In Western Australia, steps are being taken to encourage resource investment in underdeveloped areas through the introduction of the Western Australia Exploration Incentive Scheme (EIS).

This scheme uses royalties collected from established mining companies to help prospective miners develop their projects, and consists of six programmes, which are managed by the state’s Department of Mines and Petroleum (DMP).

These involve improving the tenement application process; awarding drilling grants; making available new resource data from airborne surveys; providing customised reports and maps online; hiring researchers for exploration teams; and working with indigenous communities.

By making Western Australia an easier place to do business, the EIS, which is slated to cost A$80m to implement, is expected to stimulate private sector investment in greenfield exploration projects.

Brisbane

On the other side of the country, the Economic Development Board for the City of Brisbane is also stepping up efforts to draw cash into the resource and energy sectors.

“Our aim is to encourage mining companies to set up their offices in Brisbane, and also to focus on lubricating the supply chain that these companies rely on,” Steven Silvester, director of investment attraction for the board, told IM.

“We want to build up Brisbane as a resource and energy hub by encouraging technology and service firms to establish themselves in the city.

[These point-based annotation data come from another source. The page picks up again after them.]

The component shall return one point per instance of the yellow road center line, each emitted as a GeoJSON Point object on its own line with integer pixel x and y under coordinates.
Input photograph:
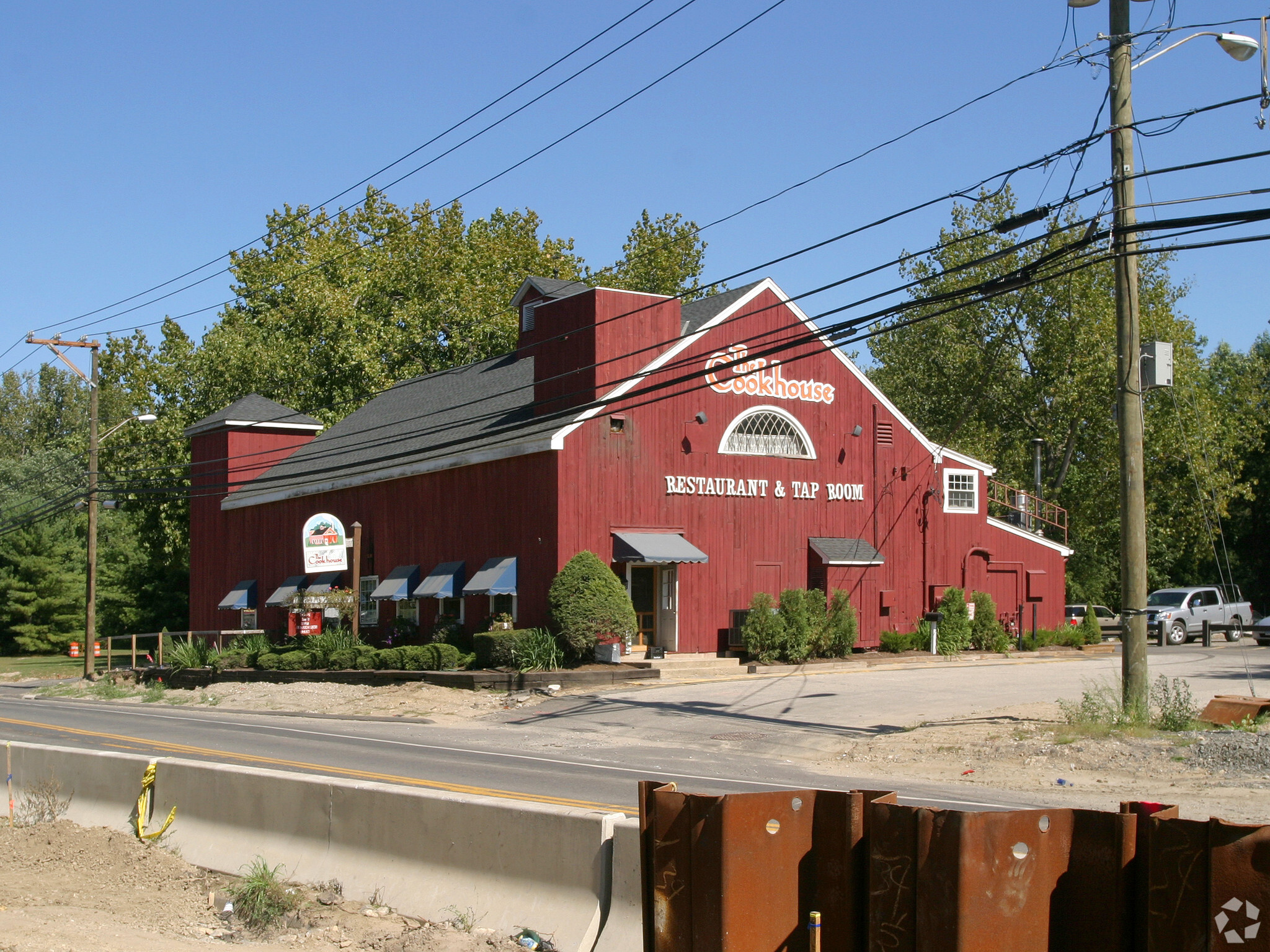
{"type": "Point", "coordinates": [327, 769]}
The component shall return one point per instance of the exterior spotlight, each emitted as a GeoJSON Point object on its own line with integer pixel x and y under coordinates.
{"type": "Point", "coordinates": [1238, 46]}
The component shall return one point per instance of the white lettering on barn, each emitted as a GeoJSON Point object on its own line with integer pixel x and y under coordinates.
{"type": "Point", "coordinates": [761, 377]}
{"type": "Point", "coordinates": [723, 487]}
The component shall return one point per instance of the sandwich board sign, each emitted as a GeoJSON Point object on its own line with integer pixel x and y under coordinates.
{"type": "Point", "coordinates": [324, 544]}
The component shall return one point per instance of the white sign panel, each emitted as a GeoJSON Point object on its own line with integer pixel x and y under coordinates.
{"type": "Point", "coordinates": [324, 544]}
{"type": "Point", "coordinates": [762, 377]}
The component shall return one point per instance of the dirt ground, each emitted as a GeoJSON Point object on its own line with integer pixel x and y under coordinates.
{"type": "Point", "coordinates": [1030, 749]}
{"type": "Point", "coordinates": [411, 700]}
{"type": "Point", "coordinates": [73, 889]}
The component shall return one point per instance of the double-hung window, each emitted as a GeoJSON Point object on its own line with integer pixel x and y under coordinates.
{"type": "Point", "coordinates": [961, 491]}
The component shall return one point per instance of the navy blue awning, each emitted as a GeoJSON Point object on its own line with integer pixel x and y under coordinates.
{"type": "Point", "coordinates": [323, 583]}
{"type": "Point", "coordinates": [658, 547]}
{"type": "Point", "coordinates": [443, 582]}
{"type": "Point", "coordinates": [399, 586]}
{"type": "Point", "coordinates": [282, 596]}
{"type": "Point", "coordinates": [495, 578]}
{"type": "Point", "coordinates": [242, 597]}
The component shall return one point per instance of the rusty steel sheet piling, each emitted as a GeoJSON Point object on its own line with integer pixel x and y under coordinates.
{"type": "Point", "coordinates": [747, 871]}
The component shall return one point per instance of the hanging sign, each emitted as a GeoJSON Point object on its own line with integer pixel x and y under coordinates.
{"type": "Point", "coordinates": [762, 377]}
{"type": "Point", "coordinates": [324, 544]}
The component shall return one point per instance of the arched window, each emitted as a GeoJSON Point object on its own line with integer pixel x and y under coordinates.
{"type": "Point", "coordinates": [768, 431]}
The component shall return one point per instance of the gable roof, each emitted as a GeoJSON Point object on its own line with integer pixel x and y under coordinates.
{"type": "Point", "coordinates": [255, 410]}
{"type": "Point", "coordinates": [550, 288]}
{"type": "Point", "coordinates": [437, 421]}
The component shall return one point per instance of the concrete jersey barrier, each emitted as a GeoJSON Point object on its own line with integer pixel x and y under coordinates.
{"type": "Point", "coordinates": [520, 863]}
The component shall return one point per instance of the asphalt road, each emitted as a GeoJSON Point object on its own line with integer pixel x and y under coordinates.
{"type": "Point", "coordinates": [590, 751]}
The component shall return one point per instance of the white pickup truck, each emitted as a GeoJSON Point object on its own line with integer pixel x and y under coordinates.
{"type": "Point", "coordinates": [1185, 610]}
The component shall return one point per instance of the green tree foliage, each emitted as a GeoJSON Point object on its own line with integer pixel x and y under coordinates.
{"type": "Point", "coordinates": [986, 631]}
{"type": "Point", "coordinates": [954, 631]}
{"type": "Point", "coordinates": [1041, 362]}
{"type": "Point", "coordinates": [587, 599]}
{"type": "Point", "coordinates": [664, 257]}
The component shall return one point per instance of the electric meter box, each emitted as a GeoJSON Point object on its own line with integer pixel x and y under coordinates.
{"type": "Point", "coordinates": [1157, 364]}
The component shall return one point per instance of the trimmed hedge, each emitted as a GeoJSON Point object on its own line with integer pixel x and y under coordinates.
{"type": "Point", "coordinates": [497, 649]}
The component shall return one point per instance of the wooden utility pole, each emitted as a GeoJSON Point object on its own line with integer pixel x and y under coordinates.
{"type": "Point", "coordinates": [91, 593]}
{"type": "Point", "coordinates": [1133, 495]}
{"type": "Point", "coordinates": [357, 579]}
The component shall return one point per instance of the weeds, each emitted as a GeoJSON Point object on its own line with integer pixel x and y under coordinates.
{"type": "Point", "coordinates": [260, 897]}
{"type": "Point", "coordinates": [42, 803]}
{"type": "Point", "coordinates": [464, 920]}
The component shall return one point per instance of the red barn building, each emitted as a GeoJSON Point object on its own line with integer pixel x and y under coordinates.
{"type": "Point", "coordinates": [709, 451]}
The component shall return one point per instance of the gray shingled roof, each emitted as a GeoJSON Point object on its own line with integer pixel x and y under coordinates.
{"type": "Point", "coordinates": [483, 408]}
{"type": "Point", "coordinates": [695, 315]}
{"type": "Point", "coordinates": [255, 409]}
{"type": "Point", "coordinates": [837, 551]}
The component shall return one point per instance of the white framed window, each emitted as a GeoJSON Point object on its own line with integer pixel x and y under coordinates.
{"type": "Point", "coordinates": [499, 604]}
{"type": "Point", "coordinates": [370, 607]}
{"type": "Point", "coordinates": [961, 490]}
{"type": "Point", "coordinates": [768, 431]}
{"type": "Point", "coordinates": [451, 607]}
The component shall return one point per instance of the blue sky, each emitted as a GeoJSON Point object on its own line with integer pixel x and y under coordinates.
{"type": "Point", "coordinates": [144, 140]}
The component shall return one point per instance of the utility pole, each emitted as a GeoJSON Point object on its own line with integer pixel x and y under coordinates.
{"type": "Point", "coordinates": [1133, 495]}
{"type": "Point", "coordinates": [91, 593]}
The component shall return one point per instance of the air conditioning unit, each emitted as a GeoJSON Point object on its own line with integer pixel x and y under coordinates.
{"type": "Point", "coordinates": [738, 621]}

We have first class institutions in Brisbane, including the University of Queensland and the Co-operative Research Centre for Mining, so there are great opportunities for companies to engage with these centres to develop the next generation of technology and services,” he added.

Unlike the EIS in Western Australia, Silvester explained that Brisbane’s investment drive would not offer any cash incentives to private firms, but said that the Queensland government was funding work on a state geological survey to map resources in the state, which could then be cherry picked by prospective miners.

Silvester said that Brisbane represents a unique opportunity for resource companies to establish themselves in a fast developing mining and technology centre at the gateway to Asia. “We are hoping to attract technology investment from all over the world, not just Australia,” he said.